Fale com a gente

Política Na linha de frente

Prefeito de Cascavel fala em repensar carreira política após vencer a pandemia: “Vou repensar tudo”

Publicado

em

(Fotos: Jairo Eduardo)

Quando a equipe do Pitoco chegou ao prédio da Prefeitura de Cascavel, ao crepúsculo da última segunda-feira (23), encontrou um prédio fantasma. Somente a linha de frente do governo ocupava aquele vasto edifício.

Em reflexo condicionado pela paúra psicológica dos tempos de pandemia, avançamos pelas escadarias para evitar elevadores. No 3º andar do Paço, portas escancaradas do gabinete.

Sem que fôssemos abordados, adentramos diretamente a sala do prefeito.

Leonaldo Paranhos da Silva, maior autoridade do município, investido da condição de comandante da mega-operação contra a epidemia em Cascavel, estava só.

Colete laranja da Defesa Civil, grudado ao smartphone, nem percebeu a visita. Após gravar um comunicado em vídeo, o prefeito atendeu o pedido de entrevista.

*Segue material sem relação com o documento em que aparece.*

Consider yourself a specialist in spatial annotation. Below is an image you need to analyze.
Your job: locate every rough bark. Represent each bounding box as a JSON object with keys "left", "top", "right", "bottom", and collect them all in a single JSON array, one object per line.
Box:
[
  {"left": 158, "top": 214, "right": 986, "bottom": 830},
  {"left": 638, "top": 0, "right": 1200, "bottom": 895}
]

A conversa começou na pandemia e terminou na eleição. No meio do caminho, o comandante foi às lágrimas quando disse que iria repensar o que faria da vida após a maior crise sanitária da história.

Paranhos também falou das resistências que sofreu ao adotar as duras medidas de isolamento e por que decidiu estabelecer morada dentro do paço, instalando chuveiro e dormitório no prédio da prefeitura, onde presta 20 horas diárias consecutivas de expediente.

Aprove-se ou não eventuais exageros na condução da crise pelo prefeito, mesmo os opositores reconhecem: não tem cadeira vazia no gabinete. Há alguém no comando, o líder foi para a linha de frente e não fugiu da batalha, não minimizou a crise, não fez pouco caso da ameaça mortal e cresceu na adversidade.

 

COM A PALAVRA, O COMANDANTE:

Não é exagero bloquear os acessos da cidade?

Trata-se de uma inspeção sanitária. Precisamos saber se a cidade de origem do visitante tem transmissão comunitária. Chegando a Cascavel, cidadão será abordado, emitimos um relatório individualizado, ele recebe uma pulseira no braço que não pode violar. Pulseira vermelha se apresentar algum sintoma, amarela se vier de área de risco. Se andar por aí será identificado. Ideal seria um rastreador na pulseira, mas de momento não é possível.

 

Em que se transformou sua vida pessoal?

Estou morando dentro da prefeitura. Abri mão de todas as outras coisas neste momento: obras, programas, projetos da cidade e meus pessoais. Estou focado. Aproveito as madrugadas para leituras. Nos últimos 30 dias li tudo sobre as crises pós-guerra, pós-endemias e crises econômicas agudas, em todos os lugares que aconteceu e como os governos reagiram.

E precisava mudar-se para o paço? Sua família, entendeu isso?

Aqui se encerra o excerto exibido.